天空の花の都ピアノアレンジは、この曲のアレンジによく見られるものの、シンプルにピアノで主旋律を作り、バックに金属的な音の刻みを入れて響かせる手法は心地よい。ブクレシュティの人形師アレンジは、アリスの苛烈さではなく、独り踊るアリスの周りを回る人形たちを想起させるような、しんみりとしたアコギの進行が印象に残る。幽霊楽団はこのアルバム唯一の強烈なロックサウンドが今までまったりしていた耳を驚かせるだろうが、しかしもの悲しいピアノの音が時折入り込み、駆け回り、弾幕展開中の幽々子がふと何かを思い出しているようにも聴こえる。その他各曲アレンジに、アレンジャーとして自分の解釈をきっちり提示したと言えるだけの丁寧な工夫、技巧、構成を備えている。

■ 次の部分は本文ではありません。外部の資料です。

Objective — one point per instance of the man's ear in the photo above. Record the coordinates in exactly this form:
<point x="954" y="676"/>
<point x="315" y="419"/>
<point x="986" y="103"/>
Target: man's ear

しかし、というべきか、それとも必然的にというべきか、全般的に楽曲の色が薄く、各曲がそれほど強く印象に残らない点が難しいところだろう。BGM的に流すのであればよいだろうが、それを超えて突っ込んで聴くと、どうも物足りない。いずれの曲も短いのもその一因だろう。もう少し力を込めたキラーアイテム的なアレンジが欲しかった、と言わざるを得ない。ただ、そう言わせることができたならば、このアルバムは成功なのかもしれないが。 -- 電波? (2006-11-06 01:32:22)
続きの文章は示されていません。